Bruno Alomar :  Permettez-moi de dire une évidence : personne ne le sait. Qui aurait pu prévoir qu'au cours des 10 dernières années, les élites dirigeantes allemandes renonceraient à tous les dogmes monétaires et accepteraient que la BCE, contre la lettre et l'esprit des traités, se lance dans une politique monétaire aussi accommodante ? Personne ! Et surtout pas au prix de la renaissance en Allemagne d'une extrême droite (AFD) dont l'on oublie trop qu'elle est d'abord une réaction à l'abandon par la BCE de ce que les allemands considèrent comme le "sérieux" monétaire. C'est dire que la politique étant l'art du possible, il est très difficile de faire des prédictions.  

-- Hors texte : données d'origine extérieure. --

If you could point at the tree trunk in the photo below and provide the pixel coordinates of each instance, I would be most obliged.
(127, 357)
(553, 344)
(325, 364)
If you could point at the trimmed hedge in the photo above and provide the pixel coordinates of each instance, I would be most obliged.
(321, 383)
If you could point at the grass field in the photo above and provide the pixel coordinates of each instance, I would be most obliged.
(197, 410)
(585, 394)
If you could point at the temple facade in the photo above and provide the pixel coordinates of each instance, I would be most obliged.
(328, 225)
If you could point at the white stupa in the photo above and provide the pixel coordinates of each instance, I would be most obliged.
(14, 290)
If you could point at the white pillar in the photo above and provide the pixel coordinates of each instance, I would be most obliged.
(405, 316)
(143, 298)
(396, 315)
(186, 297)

Il me semble en revanche qu'il y a plusieurs questions à se poser. 
Première question : la remontée de l'inflation en Europe, et notamment en Allemagne, va-t-elle pousser les élites allemandes dans leurs contradictions et les forcer, enfin, à mettre les pays du Sud, à commencer par la France, devant leurs responsabilités économiques ? Je ne le crois pas. Je pense que nous regardons l'Allemagne avec l'idée que l'herbe étant plus verte qu'ailleurs, les élites dirigeantes finiront pas exercer une pression sur la France. Or, en réalité, en fait d'élites allemandes, elles sont aussi médiocres et pusillanimes que les élites dirigeantes françaises. Ce n'est pas elles qui mettront la France et les pays du Sud face à leur médiocrité budgétaire et financière : ce sont les marchés. La question est quand ?  

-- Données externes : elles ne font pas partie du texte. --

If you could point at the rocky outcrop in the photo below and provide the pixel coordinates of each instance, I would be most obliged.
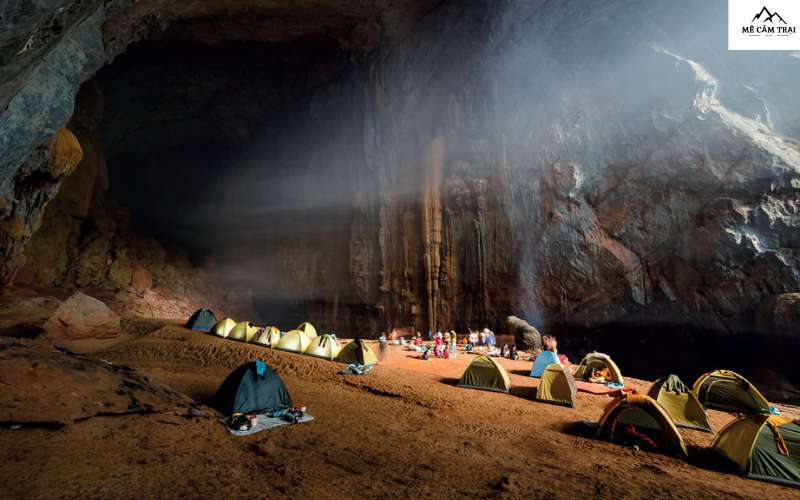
(81, 316)
(526, 336)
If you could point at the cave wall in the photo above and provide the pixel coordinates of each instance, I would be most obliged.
(541, 159)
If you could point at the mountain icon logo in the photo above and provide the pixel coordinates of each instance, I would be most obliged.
(767, 16)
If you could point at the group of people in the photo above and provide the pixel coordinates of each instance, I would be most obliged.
(445, 344)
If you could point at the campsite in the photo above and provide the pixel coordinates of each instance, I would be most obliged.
(433, 249)
(405, 428)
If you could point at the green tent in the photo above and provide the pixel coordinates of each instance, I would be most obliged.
(357, 352)
(254, 387)
(202, 320)
(680, 403)
(487, 374)
(557, 386)
(728, 391)
(765, 447)
(631, 416)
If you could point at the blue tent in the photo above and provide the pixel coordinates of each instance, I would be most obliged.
(543, 360)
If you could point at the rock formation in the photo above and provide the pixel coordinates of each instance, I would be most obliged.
(466, 160)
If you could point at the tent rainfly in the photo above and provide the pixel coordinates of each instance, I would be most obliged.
(252, 388)
(268, 336)
(764, 447)
(598, 362)
(640, 419)
(357, 352)
(487, 374)
(557, 386)
(308, 329)
(324, 346)
(293, 341)
(223, 327)
(680, 403)
(244, 331)
(728, 391)
(202, 320)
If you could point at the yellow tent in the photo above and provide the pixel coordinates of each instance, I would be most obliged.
(629, 416)
(324, 346)
(293, 341)
(680, 403)
(268, 336)
(764, 447)
(597, 361)
(487, 374)
(357, 352)
(244, 331)
(223, 327)
(728, 391)
(308, 329)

Deuxième question : le dogme atlantiste allemand va-t-il céder à la réalité d'une relation transatlantique abîmée par la compréhension américaine que le sort du monde se jouera dans le Pacifique ? Là encore, contrairement à ce semble croire Emmanuel Macron, les allemands, me semble-t-il, n'ont pas de vision du monde de "rechange" par rapport à ce qu'ils ont toujours fait dans le domaine diplomatique et militaire : l'alignement sur Washington. Ce n'est d'ailleurs pas nécessairement condamnable. Personne de sérieux ne pense que la France, si mal gérée, a quelque chose de convaincant à proposer en la matière. Ceci explique notamment le hiatus - terrible et incompris par nos militaires - entre une armée française de très haut niveau, et la perception négative qu'en ont les Etats membres.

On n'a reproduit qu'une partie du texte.